A Surprisingly Realistic Outcome differs from Deconstruction in several ways:
- Expectations: Once we've identified a work as a deconstruction, we should be able to anticipate how it handles certain tropes, differing from how this trope must be surprising. While a deconstruction will sometimes lead with a Surprisingly Realistic Outcome, the consequences down the line won't surprise us anymore.
- Timing: Because a Surprisingly Realistic Outcome is a subversion and is often jarring, it's supposed to be a momentary trope. Deconstructions typically weave themselves into the fabric of a story, creating something lasting for at least a significant portion of the work.
- Realism: A Surprisingly Realistic Outcome subverts expectations by refusing to have things work how one would expect from fiction, meaning it excludes all Applied Phlebotinum. A deconstruction discusses or plays with assumptions underpinning a trope or theme. Deconstructions don't necessarily involve objective realism, as they can include examining a Logical Weakness or a subversion of Required Secondary Powers. While we can deconstruct the workings of Applied Phlebotinum, we can't make it realistic.

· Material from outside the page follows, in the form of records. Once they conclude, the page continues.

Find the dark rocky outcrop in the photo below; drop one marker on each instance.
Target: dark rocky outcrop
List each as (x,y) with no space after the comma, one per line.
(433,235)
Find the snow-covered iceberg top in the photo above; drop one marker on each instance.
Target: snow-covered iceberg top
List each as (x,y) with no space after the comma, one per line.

Video game examples overlap with Unexpectedly Realistic Gameplay. Anti-Climax might run in parallel but doesn't require realism. Fridge Logic is when the realistic outcome exists only in the audience's mind. Extraordinary World, Ordinary Problems is about mundane problems still existing in fictional settings. An Unbuilt Trope deals with situations where the Expected Unrealistic Outcome didn't exist at the time and veers more towards Deconstruction.